Zombies and Vampires are dead. What's the next movie monster?

I wonder if zombies, werewolf, and vampires (oh my!) have more of an appeal because the lore of the monster often allows the normal people to become one. It can add drama to the plot or allow the audience to engage in some amount of Mary Sue-ism. The latter applies more with the vamps and wolfs, but I’m sure that somewhere someone fantasizes about becoming a zombie. Are there any others where the lore of the monster allows this transformation?

Zombies aren’t gone yet. There’s at least two seasons of The Walking Dead coming to AMC.

If it’s as good as the source it’s gonna be interesting.

Slasher flicks.

Or more zombie/vampire stuff, that no one will watch. After all, nobody ever said Hollywood was either smart, or averse to tossing money down a rat hole.

Nature gone wild. More mega-crocs, frankenfish, and the return of giant killer insects. We’re screwing Mother Nature at an advanced clip and even the folks who joke about it are getting nervous after the Gulf spill and other things. Look for more of this kind of creature on a screen near you.

SyFy has been doing nothing else for years. Not exactly new.

It’s been done, pretty close to your notion and deeply scary it was. I’m referring to that adaptation of John w. Campbell’s *Who Goes There? *that John Carpenter filmed as *The Thing. * Act I, Scene I, when those crazy Swedes (they’re Norwegians, Mac. Not Swedes) are chasing the dog across the snow and everyone is worried about the poor puppy and I know just enough about the story to be cheering for them to blow up the fucker…that worked!
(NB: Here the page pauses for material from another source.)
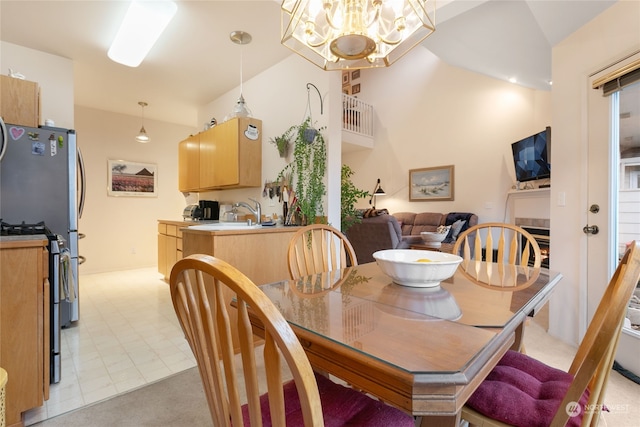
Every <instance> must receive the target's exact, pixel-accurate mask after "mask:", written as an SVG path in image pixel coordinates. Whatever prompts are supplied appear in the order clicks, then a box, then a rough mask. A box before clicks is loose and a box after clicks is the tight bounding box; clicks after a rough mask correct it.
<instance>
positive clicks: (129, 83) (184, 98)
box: [0, 0, 615, 126]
But for sheer directing, acting, and writing skill that showed how really scary a film can be with absolutely no special effects, I don’t think there’s much that can touch Fallen.
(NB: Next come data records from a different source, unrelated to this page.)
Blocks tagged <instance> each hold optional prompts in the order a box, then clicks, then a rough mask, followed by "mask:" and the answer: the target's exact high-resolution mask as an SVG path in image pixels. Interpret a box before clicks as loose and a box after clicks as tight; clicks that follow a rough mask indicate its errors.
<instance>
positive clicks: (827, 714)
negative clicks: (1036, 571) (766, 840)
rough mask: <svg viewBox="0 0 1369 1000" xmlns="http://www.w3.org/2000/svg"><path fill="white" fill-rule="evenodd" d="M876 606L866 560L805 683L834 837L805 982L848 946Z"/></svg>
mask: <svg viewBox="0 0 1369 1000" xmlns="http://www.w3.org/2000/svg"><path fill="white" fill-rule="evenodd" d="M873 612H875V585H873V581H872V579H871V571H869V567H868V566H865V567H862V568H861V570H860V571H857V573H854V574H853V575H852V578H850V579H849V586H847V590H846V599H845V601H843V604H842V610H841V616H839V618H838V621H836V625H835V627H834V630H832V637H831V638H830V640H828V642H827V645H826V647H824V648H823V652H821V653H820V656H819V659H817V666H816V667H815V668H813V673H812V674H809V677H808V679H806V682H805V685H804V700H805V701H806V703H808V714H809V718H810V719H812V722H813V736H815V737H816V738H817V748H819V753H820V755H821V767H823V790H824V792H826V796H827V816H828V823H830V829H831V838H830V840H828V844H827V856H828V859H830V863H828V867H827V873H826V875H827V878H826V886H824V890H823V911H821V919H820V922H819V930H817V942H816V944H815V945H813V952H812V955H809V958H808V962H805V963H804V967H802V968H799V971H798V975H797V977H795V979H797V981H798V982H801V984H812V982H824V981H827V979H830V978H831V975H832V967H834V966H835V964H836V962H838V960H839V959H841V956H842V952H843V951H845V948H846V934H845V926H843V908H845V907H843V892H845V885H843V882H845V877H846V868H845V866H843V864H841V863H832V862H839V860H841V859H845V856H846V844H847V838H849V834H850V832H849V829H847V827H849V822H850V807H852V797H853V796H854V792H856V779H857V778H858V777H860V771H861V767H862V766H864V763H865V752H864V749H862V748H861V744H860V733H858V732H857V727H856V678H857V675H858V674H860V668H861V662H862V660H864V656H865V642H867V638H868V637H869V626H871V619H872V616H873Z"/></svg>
There was a string of sci-fi/horror sea monster movies in the late 80’s (Deep Star Six, Leviathan, etc.). They were all essentially Aliens underwater, but I think that’s a genre that could use a few high-quality titles.

I asked my kid, who’s into horror movies, what he’s most afraid of.

“Ending up working in a cubicle.”
So maybe, in movies like Office Space, we’ve already seen the next generation of movie monster: The Middle Manager.

Don’t miss Attack of The Middle Management!
F E A R his polyester button-down shirt and clip-on tie!
T H R I L L to his “Team-building” Exercises!
C O W E R before his leatherette padfolio and its weekend work ‘skej’!

“Yeaaaah, uhhh… I’m gonna need you to come in Saturday… yeaaaah…”

I know and I can’t wait. Finally a zombie television series (a much better format for a zombie apocalypse than a feature film IMHO). And a major zombie project from someone other than George Romero. Yes, he created the genre, but he’s lost his touch. Neither Land or Diary was as good as the original trilogy and Survival was plain awful.

Robots.

I know! I read it on the internet, so I know it’s true. Minotaurs! but my kids are really into Chupacabras.

Time for Godzilla to make a comeback!

I’m waiting for demons to spring up in movies. There are tons of urban fantasy novels with demons as the bad guys, but none of them have been popular enough to form the basis for a tv show or movie.

I thought they were dead. It’s kinda part of the definition, right? :wink:

Last year or so, I was reading installments of three different urban fantasies, and all three had rakshasas. Three extremely different intepretations of what a rakshasa is, but the same base mythology. I was wondering whether Hindu mythology was suddenly hot in the publishing world or something.

Also- re: zombies. I’m not a big fan of horror, so I don’t know the state of things- are there movies and such about intelligent undead? Not shambling around trying to eat someone, just a normal peson who for whatever reason is a walking corpse. That might be interesting to see.

Mr. Slant (from Discworld – I don’t know about the poster) is an intelligent zombie.

Right. Discworld zombies like Mr. Slant and Reg Shoe are just ordinary dead guys walking around. I was just wondering if it was a mainstream phenomena.

The closest I can think of at the moment is Lurch, whom I assumed was a zombie.

But there are a few references in the show that indicate he’s a ‘flesh golem’, like Frankenstein’s Monster.

Pirates of the Caribbean, Johnny?

Political Memes There is hope for a newer and scarier monster to come.

Jeanine Frost’s Night Huntress series has intelligent ghouls, which are more than a zombie, but less than a vampire, and still undead.